Training on DeepVision consistently improves both mathematical and general multimodal reasoning across multiple benchmarks, outperforming baseline models and rivaling or exceeding closed-source and official thinking variants. The gains stem from enhanced visual perception, reflection, and mathematical reasoning, with ablation studies confirming that combining multimodal math and visual logic data yields better results than either domain alone. Verification of query correctness during training is also shown to be essential for achieving optimal performance.

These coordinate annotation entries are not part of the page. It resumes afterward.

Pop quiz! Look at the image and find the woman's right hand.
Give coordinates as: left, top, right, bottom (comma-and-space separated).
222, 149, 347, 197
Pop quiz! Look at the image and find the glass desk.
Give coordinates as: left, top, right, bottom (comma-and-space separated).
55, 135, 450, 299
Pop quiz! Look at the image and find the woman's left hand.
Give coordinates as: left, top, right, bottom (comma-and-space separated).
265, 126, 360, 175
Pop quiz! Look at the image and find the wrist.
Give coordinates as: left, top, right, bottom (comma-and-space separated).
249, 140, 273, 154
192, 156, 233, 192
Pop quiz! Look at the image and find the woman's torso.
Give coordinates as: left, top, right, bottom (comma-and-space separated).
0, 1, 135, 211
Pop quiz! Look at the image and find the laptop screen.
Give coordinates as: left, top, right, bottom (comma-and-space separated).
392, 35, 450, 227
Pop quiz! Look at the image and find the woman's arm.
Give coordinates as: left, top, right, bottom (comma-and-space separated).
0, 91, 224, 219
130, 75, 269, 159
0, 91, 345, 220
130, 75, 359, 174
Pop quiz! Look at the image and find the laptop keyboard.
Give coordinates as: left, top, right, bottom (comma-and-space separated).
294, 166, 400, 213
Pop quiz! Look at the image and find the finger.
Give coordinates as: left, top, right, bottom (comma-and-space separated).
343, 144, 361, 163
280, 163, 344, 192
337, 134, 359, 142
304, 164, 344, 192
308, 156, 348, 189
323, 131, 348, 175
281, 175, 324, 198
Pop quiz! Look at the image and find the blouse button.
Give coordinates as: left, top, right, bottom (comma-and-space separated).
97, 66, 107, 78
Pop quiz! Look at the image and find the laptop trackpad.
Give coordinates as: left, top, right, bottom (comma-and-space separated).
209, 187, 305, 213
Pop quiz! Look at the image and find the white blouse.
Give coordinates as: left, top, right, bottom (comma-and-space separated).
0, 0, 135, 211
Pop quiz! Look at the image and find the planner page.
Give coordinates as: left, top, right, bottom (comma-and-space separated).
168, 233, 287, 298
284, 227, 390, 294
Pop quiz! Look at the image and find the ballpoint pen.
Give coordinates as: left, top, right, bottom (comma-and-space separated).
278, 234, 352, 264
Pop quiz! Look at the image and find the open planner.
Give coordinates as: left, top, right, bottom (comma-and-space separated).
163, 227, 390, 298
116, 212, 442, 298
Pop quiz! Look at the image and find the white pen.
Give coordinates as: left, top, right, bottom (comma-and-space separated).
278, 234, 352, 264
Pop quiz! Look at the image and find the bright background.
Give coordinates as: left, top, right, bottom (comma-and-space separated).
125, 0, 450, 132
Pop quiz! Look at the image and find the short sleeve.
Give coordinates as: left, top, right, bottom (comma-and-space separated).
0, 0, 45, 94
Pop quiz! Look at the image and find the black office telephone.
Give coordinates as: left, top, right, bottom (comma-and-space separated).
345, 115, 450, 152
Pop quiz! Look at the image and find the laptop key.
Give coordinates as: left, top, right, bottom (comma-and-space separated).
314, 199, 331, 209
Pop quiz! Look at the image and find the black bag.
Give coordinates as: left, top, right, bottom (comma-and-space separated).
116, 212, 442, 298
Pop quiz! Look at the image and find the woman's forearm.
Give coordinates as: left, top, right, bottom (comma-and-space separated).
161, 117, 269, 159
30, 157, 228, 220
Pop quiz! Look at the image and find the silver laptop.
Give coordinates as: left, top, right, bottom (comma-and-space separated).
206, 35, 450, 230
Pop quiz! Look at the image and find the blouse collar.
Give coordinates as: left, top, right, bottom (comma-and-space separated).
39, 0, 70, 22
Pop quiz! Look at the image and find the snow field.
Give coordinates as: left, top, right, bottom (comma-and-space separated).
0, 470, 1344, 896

The authors use GSPO for RL training with rule-based rewards and evaluate models on multimodal math and general reasoning benchmarks. Results show that training on DeepVision consistently improves performance over base and thinking variants, with gains attributed to enhanced visual perception, reflection, and mathematical reasoning. The inclusion of visual logic data and verified query correctness further boosts generalization and model reliability.

The authors use retrieval-augmented training to enhance model performance across geometric knowledge domains, observing consistent gains when retrieval is enabled. Results show that incorporating external knowledge significantly boosts accuracy, particularly in complex transitions like circle to inscribed/circumscribed relationships. The magnitude of improvement varies by domain, indicating that retrieval is most impactful where conceptual bridging is required.

Training on DeepVision data consistently improves both mathematical and general multimodal reasoning across multiple benchmarks, outperforming models trained on math-only or unverified data. The inclusion of visual logic data enhances spatial reasoning and pattern recognition, which transfer positively to both math and general tasks, while verified correct answers are essential for effective reward signals in reinforcement learning. Models fine-tuned with DeepVision show stronger visual perception, reflection, and mathematical reasoning compared to their base counterparts.